Prediction markets just got a lot less like a novelty trade. The NBA asked the Commodity Futures Trading Commission to impose tighter restrictions on players, officials and team staff, while the Senate unanimously banned members and staff from trading on prediction markets. The message is the same in both places: if people close to the outcome can trade, the product loses credibility fast.
The league’s letter says markets tied to officiating, injuries and fan behavior are especially exposed to manipulation, and it wants a strict age floor of 21. The Senate resolution went into effect immediately, after scrutiny of bets placed before major announcements on the Iran war and other trades that raised insider-information concerns.

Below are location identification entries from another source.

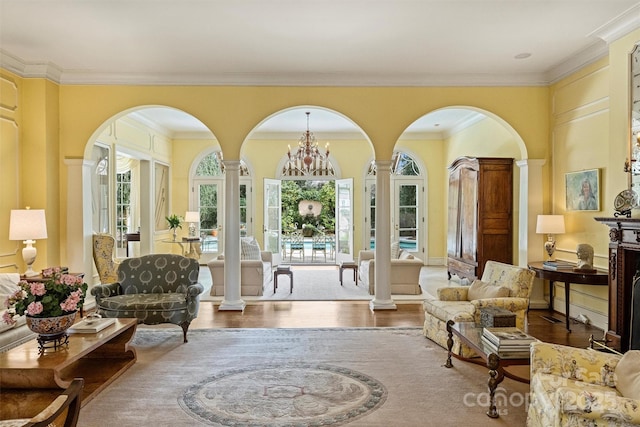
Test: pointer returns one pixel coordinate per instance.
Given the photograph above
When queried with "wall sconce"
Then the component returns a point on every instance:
(28, 225)
(550, 225)
(192, 218)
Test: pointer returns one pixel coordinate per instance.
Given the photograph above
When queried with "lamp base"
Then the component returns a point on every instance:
(550, 247)
(29, 256)
(30, 273)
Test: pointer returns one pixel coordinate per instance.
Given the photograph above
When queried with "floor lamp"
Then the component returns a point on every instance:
(28, 225)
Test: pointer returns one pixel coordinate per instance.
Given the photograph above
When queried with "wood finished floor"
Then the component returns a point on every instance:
(335, 314)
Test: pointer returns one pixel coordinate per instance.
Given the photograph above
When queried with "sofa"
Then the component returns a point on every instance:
(18, 333)
(405, 272)
(158, 288)
(501, 285)
(583, 387)
(255, 275)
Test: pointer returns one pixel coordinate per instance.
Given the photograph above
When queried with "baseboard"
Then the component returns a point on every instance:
(596, 319)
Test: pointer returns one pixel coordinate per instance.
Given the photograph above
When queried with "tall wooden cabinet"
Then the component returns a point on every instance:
(480, 214)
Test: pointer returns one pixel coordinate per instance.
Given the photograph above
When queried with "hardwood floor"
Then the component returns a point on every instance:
(334, 314)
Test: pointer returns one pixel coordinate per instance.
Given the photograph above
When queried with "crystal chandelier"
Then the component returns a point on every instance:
(307, 153)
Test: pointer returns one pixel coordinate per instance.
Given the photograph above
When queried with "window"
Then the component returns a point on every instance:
(123, 207)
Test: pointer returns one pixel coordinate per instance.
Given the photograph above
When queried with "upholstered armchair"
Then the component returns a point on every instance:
(103, 256)
(405, 272)
(583, 387)
(502, 285)
(158, 288)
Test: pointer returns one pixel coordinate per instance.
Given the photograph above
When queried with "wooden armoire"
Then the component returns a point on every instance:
(480, 214)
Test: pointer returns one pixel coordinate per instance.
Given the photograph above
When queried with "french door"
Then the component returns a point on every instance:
(272, 218)
(407, 214)
(208, 201)
(344, 220)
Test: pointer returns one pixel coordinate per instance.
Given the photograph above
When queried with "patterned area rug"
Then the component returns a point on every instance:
(298, 377)
(283, 395)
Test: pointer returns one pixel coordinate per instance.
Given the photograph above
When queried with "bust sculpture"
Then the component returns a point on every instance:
(584, 252)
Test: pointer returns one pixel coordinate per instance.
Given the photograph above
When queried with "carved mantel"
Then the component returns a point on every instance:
(624, 260)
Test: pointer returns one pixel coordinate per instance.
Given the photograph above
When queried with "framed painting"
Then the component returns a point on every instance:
(583, 190)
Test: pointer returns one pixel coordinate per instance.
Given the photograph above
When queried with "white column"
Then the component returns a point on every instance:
(232, 300)
(382, 289)
(146, 200)
(79, 259)
(530, 249)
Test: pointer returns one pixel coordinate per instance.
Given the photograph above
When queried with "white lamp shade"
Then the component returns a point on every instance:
(27, 224)
(192, 217)
(550, 224)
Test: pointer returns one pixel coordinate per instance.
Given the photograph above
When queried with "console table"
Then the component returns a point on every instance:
(568, 276)
(30, 381)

The regulatory picture is now being shaped by actual abuse cases, not abstract concerns.
- The NBA says prediction markets need “robust and comprehensive regulations,” and wants more data sharing and suspicious-trading cooperation with leagues.
- Kalshi and Polymarket still let users 18 and older trade on yes/no outcomes, including sports.
- The CFTC received nearly 1,500 comments during its rule-making process, and the comment window closed Thursday.
That is the real shift: prediction markets are moving from a clever way to price events to a business that has to prove it can police insider access. The sports leagues that are signing partnership deals can keep pushing the growth story, but the NBA’s filing shows the constraint now sits on integrity, not demand.
For operators, the next question is whether the CFTC rewrites the rulebook with tighter walls around athletes, staff and sensitive event contracts. If it does, the products may still grow — just with less of the freewheeling access that made them easy to scale in the first place.